Dans le budget 2021-2022, Québec avait annoncé un investissement de 387,8 millions sur cinq ans « pour assurer la pérennité des services de soutien à domicile des aînés dans les RPA », dont 52 millions pour permettre aux plus petites résidences de moderniser leurs installations.

Le sort de Mont-Carmel

« On s’attend à ce que le gouvernement légifère. C’est du n’importe quoi, c’est de l’anarchie au service de promoteurs immobiliers voraces, sans scrupules, pour qui les droits des personnes aînées dans notre société ne pèsent pas lourd dans la balance », a affirmé Suzanne Loiselle, locataire de Mont-Carmel.

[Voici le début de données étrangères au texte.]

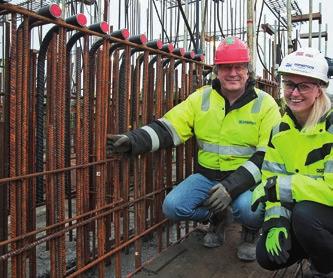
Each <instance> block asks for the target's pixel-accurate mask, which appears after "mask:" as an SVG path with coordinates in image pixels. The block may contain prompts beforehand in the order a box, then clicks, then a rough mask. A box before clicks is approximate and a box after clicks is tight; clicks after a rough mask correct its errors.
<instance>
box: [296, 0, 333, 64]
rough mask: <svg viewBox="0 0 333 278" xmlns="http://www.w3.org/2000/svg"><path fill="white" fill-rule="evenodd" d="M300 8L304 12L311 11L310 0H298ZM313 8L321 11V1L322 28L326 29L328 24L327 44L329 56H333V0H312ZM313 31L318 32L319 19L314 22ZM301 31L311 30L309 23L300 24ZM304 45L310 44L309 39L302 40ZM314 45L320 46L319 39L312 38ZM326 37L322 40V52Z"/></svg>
mask: <svg viewBox="0 0 333 278" xmlns="http://www.w3.org/2000/svg"><path fill="white" fill-rule="evenodd" d="M297 2H298V4H299V6H300V8H301V9H302V12H303V13H309V0H298V1H297ZM312 2H313V4H312V7H313V8H312V10H313V12H319V3H321V7H322V8H321V13H322V27H321V30H322V31H324V30H325V24H327V25H328V44H327V56H328V57H330V58H333V14H332V13H333V1H332V0H321V1H316V0H313V1H312ZM312 29H313V32H318V30H319V26H318V21H314V22H313V27H312ZM300 30H301V33H308V32H309V25H308V24H301V25H300ZM301 43H302V44H303V46H307V45H308V41H307V40H301ZM312 46H313V47H319V46H318V39H313V40H312ZM324 50H325V49H324V39H323V40H322V52H324Z"/></svg>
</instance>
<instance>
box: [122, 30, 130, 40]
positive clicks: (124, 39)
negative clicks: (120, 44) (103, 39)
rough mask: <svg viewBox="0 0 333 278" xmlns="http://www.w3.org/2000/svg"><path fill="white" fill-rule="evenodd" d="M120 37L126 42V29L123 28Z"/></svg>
mask: <svg viewBox="0 0 333 278" xmlns="http://www.w3.org/2000/svg"><path fill="white" fill-rule="evenodd" d="M121 35H122V37H123V38H124V40H126V39H127V38H128V37H129V31H128V30H127V29H126V28H124V29H122V30H121Z"/></svg>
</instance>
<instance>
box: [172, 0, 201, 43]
mask: <svg viewBox="0 0 333 278" xmlns="http://www.w3.org/2000/svg"><path fill="white" fill-rule="evenodd" d="M177 3H178V8H179V10H180V12H181V13H182V16H183V19H184V23H185V25H186V28H187V31H188V32H189V33H190V37H191V42H192V43H193V45H194V46H195V47H194V48H195V49H197V47H196V45H195V40H194V36H193V33H192V30H191V27H190V25H189V24H188V21H187V18H186V15H185V13H184V10H183V7H182V3H181V0H177Z"/></svg>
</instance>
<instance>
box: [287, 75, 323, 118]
mask: <svg viewBox="0 0 333 278" xmlns="http://www.w3.org/2000/svg"><path fill="white" fill-rule="evenodd" d="M282 82H283V90H284V98H285V100H286V103H287V105H288V107H289V108H290V110H291V111H292V112H293V113H294V115H295V116H300V117H301V118H303V119H304V118H307V117H308V115H309V114H310V112H311V109H312V106H313V104H314V102H315V100H316V98H317V97H319V96H320V94H321V90H320V86H319V81H318V80H316V79H313V78H310V77H306V76H301V75H291V74H290V75H284V76H283V81H282Z"/></svg>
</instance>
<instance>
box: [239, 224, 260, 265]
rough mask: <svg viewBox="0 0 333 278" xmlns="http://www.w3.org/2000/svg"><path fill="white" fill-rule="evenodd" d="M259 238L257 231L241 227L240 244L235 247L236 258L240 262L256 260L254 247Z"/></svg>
mask: <svg viewBox="0 0 333 278" xmlns="http://www.w3.org/2000/svg"><path fill="white" fill-rule="evenodd" d="M258 238H259V230H253V229H250V228H248V227H246V226H242V233H241V243H240V244H239V245H238V247H237V257H238V258H239V259H240V260H242V261H254V260H255V259H256V247H257V241H258Z"/></svg>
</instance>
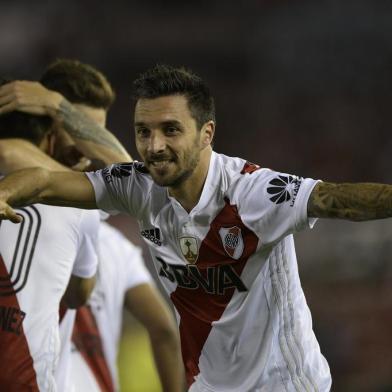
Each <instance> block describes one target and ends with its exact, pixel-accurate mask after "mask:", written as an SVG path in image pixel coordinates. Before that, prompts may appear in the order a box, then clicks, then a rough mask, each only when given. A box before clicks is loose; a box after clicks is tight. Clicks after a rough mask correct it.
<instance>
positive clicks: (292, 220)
mask: <svg viewBox="0 0 392 392" xmlns="http://www.w3.org/2000/svg"><path fill="white" fill-rule="evenodd" d="M317 183H318V181H317V180H313V179H311V178H302V177H298V176H295V175H291V174H286V173H279V172H276V171H272V170H269V169H261V170H257V171H254V172H252V173H246V174H245V175H243V178H241V179H240V181H239V183H238V186H237V188H236V192H235V199H236V203H237V205H238V206H239V213H240V215H241V218H242V219H243V221H244V224H246V225H247V226H248V227H250V228H251V229H252V230H253V231H255V232H256V234H257V235H258V236H259V238H260V240H261V243H264V244H266V243H274V242H277V241H279V240H280V239H282V238H283V237H285V236H287V235H289V234H293V233H295V232H298V231H300V230H303V229H305V228H308V227H313V225H314V223H315V221H316V220H315V219H308V214H307V205H308V200H309V197H310V194H311V192H312V190H313V188H314V187H315V185H316V184H317Z"/></svg>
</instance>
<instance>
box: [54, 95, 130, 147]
mask: <svg viewBox="0 0 392 392" xmlns="http://www.w3.org/2000/svg"><path fill="white" fill-rule="evenodd" d="M60 121H61V123H62V125H63V126H64V128H65V130H66V131H67V132H68V133H69V135H70V136H71V137H73V138H77V139H80V140H86V141H91V142H94V143H96V144H100V145H102V146H105V147H108V148H110V149H112V150H114V151H116V152H121V153H124V148H123V146H122V145H121V143H120V142H119V141H118V140H117V139H116V137H115V136H114V135H112V134H111V133H110V132H109V131H108V130H106V129H105V128H103V127H101V126H99V125H98V124H96V123H95V122H94V121H93V120H91V119H89V118H88V117H87V116H86V115H85V114H83V113H81V112H80V111H79V110H77V109H75V108H74V107H73V105H72V104H70V103H69V102H68V101H67V100H65V99H64V100H62V102H61V103H60Z"/></svg>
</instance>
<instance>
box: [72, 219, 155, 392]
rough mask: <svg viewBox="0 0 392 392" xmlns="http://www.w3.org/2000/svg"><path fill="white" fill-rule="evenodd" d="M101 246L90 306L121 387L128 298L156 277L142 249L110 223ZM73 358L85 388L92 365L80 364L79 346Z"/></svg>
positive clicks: (115, 380)
mask: <svg viewBox="0 0 392 392" xmlns="http://www.w3.org/2000/svg"><path fill="white" fill-rule="evenodd" d="M98 249H99V265H98V274H97V283H96V285H95V288H94V290H93V292H92V294H91V297H90V299H89V305H90V307H91V310H92V312H93V314H94V316H95V319H96V321H97V327H98V330H99V332H100V335H101V338H102V344H103V350H104V354H105V359H106V361H107V363H108V366H109V370H110V372H111V375H112V379H113V383H114V385H115V388H116V390H118V389H119V387H118V376H117V367H116V362H117V354H118V343H119V339H120V334H121V327H122V313H123V305H124V298H125V295H126V293H127V291H128V290H130V289H132V288H134V287H136V286H139V285H141V284H145V283H148V284H152V278H151V276H150V273H149V272H148V270H147V269H146V267H145V265H144V261H143V258H142V253H141V249H140V248H138V247H136V246H135V245H133V244H132V243H131V242H130V241H129V240H128V239H127V238H125V237H124V236H123V235H122V234H121V233H120V232H119V231H118V230H117V229H115V228H114V227H112V226H110V225H109V224H108V223H106V222H101V225H100V229H99V248H98ZM72 361H73V366H72V379H73V383H74V388H75V390H76V391H85V390H86V389H83V388H84V385H85V384H84V383H85V382H86V379H91V377H92V378H94V376H93V374H92V372H91V371H90V368H89V367H88V365H86V366H84V367H82V366H79V365H78V364H79V363H80V361H83V357H82V356H81V355H80V354H79V353H78V352H77V351H76V348H75V347H74V350H73V351H72ZM83 379H85V380H84V381H83ZM91 390H92V389H89V391H91Z"/></svg>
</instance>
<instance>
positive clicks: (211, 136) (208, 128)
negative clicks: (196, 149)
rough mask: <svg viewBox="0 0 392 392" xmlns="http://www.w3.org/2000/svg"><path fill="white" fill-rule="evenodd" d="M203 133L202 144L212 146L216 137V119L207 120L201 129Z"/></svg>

En ce fatidique matin du 31 janvier, quand un huissier est venu frapper à la porte de chaque résidant, ce qu’elle a ressenti, c’est « la couverture qui te glisse sous les pieds ».

Dans un moment comme celui-là, « tu perds tes repères », a-t-elle dit, se rappelant que plusieurs « ne comprenaient pas, tant le choc était grand » et que « certains pleuraient dans leur chambre, dans l’ascenseur ».

Ce sont 221 personnes qui habitent Mont-Carmel et qui devront plier bagage avant le 31 juillet, ou bien accepter de ne plus vivre en RPA. Parmi eux, elle estime que « les trois quarts ont plus de 75 ans ».

« On va en retrouver dans la rue », a prévenu Marie-Paule Lebel, une autre résidante présente à la conférence de presse.

Elle a aussi rappelé que les RPA, « c’est un système de maintien à domicile » qui permet aux gens de « ne pas aller occuper les hôpitaux ou les CHSLD, qui sont déjà débordés ».

Mais même pour ceux qui réussiront à y rester ou à trouver un autre logement, le coup sera dur. « Sur mon étage, tout le monde se connaît, tout le monde se parle », a-t-elle dit, citant les diverses activités organisées bénévolement par et pour les résidants. La conversion de l’immeuble « provoquera un isolement total des gens qui resteront encore dans cette résidence ».